Hong Kong has maintained its position as the most expensive location in the world, bolstered by higher prices and a stronger currency over the past year, said ECA International recently when releasing its latest survey.
Although Hong Kong has been impacted by rising global inflation less than other regional and global locations in the past year, it nonetheless remains the most expensive location in the world, said Lee Quane, Regional Director – Asia at ECA International.
“Year on year price rises of 3%, as measured by our basket of goods and services, are higher than we typically see in Hong Kong, but are lower than rates in similar cities both within the region and globally,” he noted.
Rather, it has been the strength of the Hong Kong dollar, which is pegged to the US dollar, in the past year which has enabled it to maintain its position as the most expensive location worldwide as other currencies have weakened, Quane added.
The location which has seen the fastest rate of price growth in the past year has been Colombo in Sri Lanka, causing it to rise 23 places in ECA’s rankings to 149 globally, the firm noted.
“Shortages of supplies for some essential items prompted by lack of foreign currency have resulted in price increases of more than 15% at the time of the survey when compared to the previous year,” said Quane. “Protests, which arose in response to the higher prices, have led to the resignations of leading government figures, most notably the prime minister of the country.”
In addition, many mainland Chinese cities have continued to rise in the rankings, with four cities now included in the 15 most expensive cities globally while Shanghai is also now the third most expensive city in Asia after Hong Kong and Tokyo, the firm said.

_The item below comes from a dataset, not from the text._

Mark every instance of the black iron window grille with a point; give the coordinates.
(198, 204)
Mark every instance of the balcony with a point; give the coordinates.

A similar story was seen in Taiwan, with all surveyed cities rising in the rankings owing largely to the continued strength of the Taiwan dollar against other currencies, which reflected the buoyant economy, ECA pointed out.
Singapore’s ranking remained unchanged in 2022 despite significant price rises in the past 12 months, with housing rental costs, utilities and petrol prices seeing particular growth, the firm said.
“The fact that Singapore only retained its ranking as the 13th most expensive location globally despite higher than average inflation of 5%, fuelled by rising costs for rents, utilities and petrol, is because the Singapore dollar has weakened against other regional currencies, such as the yuan, and the US dollar, mainly because of a sharp slowdown in manufacturing and exports during the latter part of the survey period,” Quane observed.
Japanese locations have all dropped in the latest rankings as the yen weakened due to unexpectedly higher inflation, alongside negative interest rates, according to ECA.
Tokyo has dropped three places to fifth in the global rankings, while other Japanese cities featured in the rankings have also dropped, survey findings indicate.
Most locations within the EU have seen drops in the rankings after an unsteady period for the Euro, with Paris falling out of the global top 30 and cities such as Madrid, Brussels and Rome all falling too, ECA said.
“Nearly every major Eurozone city saw a drop in the rankings this year as the Euro performed worse in the last 12 months than the US dollar and British pound,” Quane said.
The euro’s weakness was mainly caused by market expectations of the ECB raising interest rates more slowly than its peers, he noted.
When it comes to Russian cities, ECA said that Moscow is down one place to 62nd in the rankings while St Petersburg is unchanged at 147th.
At the time of the survey the Rouble had plunged in value as economic sanctions against Russia for its invasion of Ukraine shook confidence in the economy, Quane said.
The sanctions and weaker currency helped push up inflation which counteracted the exchange rate losses, leaving the country stable in the overall ranking,” he added.